Optimizing Mid-Upper Arm Circumference (MUAC) Thresholds for Screening Wasting and Severe Wasting in Children Aged 6–59 Months in Community Settings in India

The study indicates that MUAC is a significant predictor of WHZ. Other studies have demonstrated a strong correlation between MUAC and WHZ across various contexts [4, 11]. Additionally, MUAC predicts child mortality better compared to other anthropometric indicators, including WHZ [11,12,13]. This reinforces the importance of using MUAC as a reliable tool for malnutrition screening in limited resource areas.

The findings conclude that the new MUAC thresholds are effective for identifying wasting (WHZ <−2) and severe wasting (WHZ <−3) in children. The study identified suitable MUAC thresholds for detecting wasting (WHZ <−2) and severe wasting in community settings. MUAC cut-offs were found to be < 13.2 cm for children 6–23 mo, < 13.9 cm; for 24–59 mo, and < 13.9 cm for overall 6–59 mo, for identifying wasting. For severe wasting, MUAC < 12.8 cm (for children 6–23 mo), < 13.4 cm (for children 24–59 mo), and < 12.9 cm for the overall age range. In community settings, where measuring height, length, and weight can be challenging due to the unavailability of proper equipment and logistical issues, as well as the risk of measurement errors by community health workers, MUAC measurement emerges as a practical alternative for detecting wasting and severe wasting.

The findings indicate that MUAC thresholds for wasting and severe wasting are slightly higher in older children (24–59 mo) compared to younger ones (6–23 mo), highlighting the need for age-specific thresholds. This approach can enhance screening accuracy and guide targeted interventions. While WHO recommends a single cut-off [1], other studies, like the present one, support the age-specific use of MUAC to better address childhood malnutrition and reduce morbidity and mortality [14, 15].

Several studies have proposed varying MUAC thresholds for detecting SAM in children. Laillou et al. (2014) suggested 13.3 cm [12], Fiorentino et al. (2016) reported 13.9 cm (children < 2 y) and 14.4 cm (2–5 y) in Cambodia [15], and Hai (2020) found 13.5 cm suitable in Vietnam [16]. Analyses from Africa [16] and multi-country studies [10] recommended 13.5 cm and 13.23 cm, respectively. These variations highlight the importance of context-specific MUAC guidelines for effective SAM screening across different populations and regions.

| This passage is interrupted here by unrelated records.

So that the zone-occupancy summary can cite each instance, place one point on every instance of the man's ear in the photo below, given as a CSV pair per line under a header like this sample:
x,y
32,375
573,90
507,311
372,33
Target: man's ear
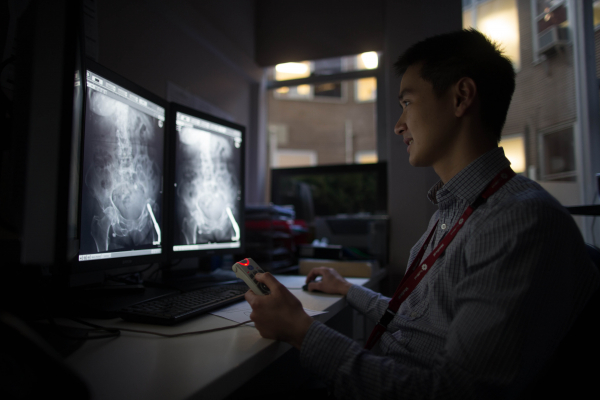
x,y
465,91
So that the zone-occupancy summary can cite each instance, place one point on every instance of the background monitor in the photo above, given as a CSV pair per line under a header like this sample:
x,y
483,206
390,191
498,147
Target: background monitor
x,y
207,163
330,190
122,199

The MUAC thresholds identified in this study for children 6–59 mo showed sensitivities of 82% for wasting and 80% for severe wasting. However, some true cases may still be missed using MUAC < 13.9 cm for wasting and < 12.9 cm for severe wasting. To improve detection, higher cut-offs of < 14.5 cm (97% sensitivity) for wasting and < 13.5 cm (92% sensitivity) for severe wasting are recommended. Children below these thresholds would be sent to the nearest health centres for further assessment.

The Government of India is currently implementing the nationwide Integrated Child Development Services (ICDS) program through an extensive network of Anganwadi Centres (AWCs). In addition, the central government has recently introduced guidelines for Community-Based Management of Acute Malnutrition (CMAM) to improve the identification and management of uncomplicated SAM at the community level. Several state governments have already begun integrating CMAM interventions within the existing ICDS framework. To further strengthen the effectiveness of wasting and severe wasting screening, the government could consider adopting the MUAC cut-offs identified in this study as a standardized tool for the first level of SAM screening at AWCs. Children whose MUAC measurements fall below these thresholds can then be sent to the nearest health facilities for comprehensive assessment and confirmation of SAM status. This two-tiered approach would enhance the accuracy of community-level screening, minimize the risk of missing true SAM cases, reduce program costs by ensuring accurate targeting of vulnerable children, and facilitate timely treatment and improved nutritional outcomes for vulnerable children. Such a strategy would also align with national efforts to strengthen community-based nutrition interventions to address child malnutrition and associated mortality in India [17].

Addressing childhood malnutrition also requires a holistic approach beyond screening and treatment. It must ensure adequate nutrition while addressing socio-demographic factors like maternal education, sanitation, and healthcare access. Long-term solutions should focus on improving socioeconomic status through poverty reduction, social protection, and community empowerment, fostering sustainable reductions in malnutrition and enhancing overall child well-being [18].

The strength of this study lies in its coverage of five high-burden areas across four Indian states, providing a representative assessment. It supports using MUAC for quick, effective community-level screening of wasting and severe wasting in children. However, since the study is India-specific, its findings may not apply globally. Establishing international MUAC cut-offs will require a meta-analysis using large, diverse datasets from multiple countries.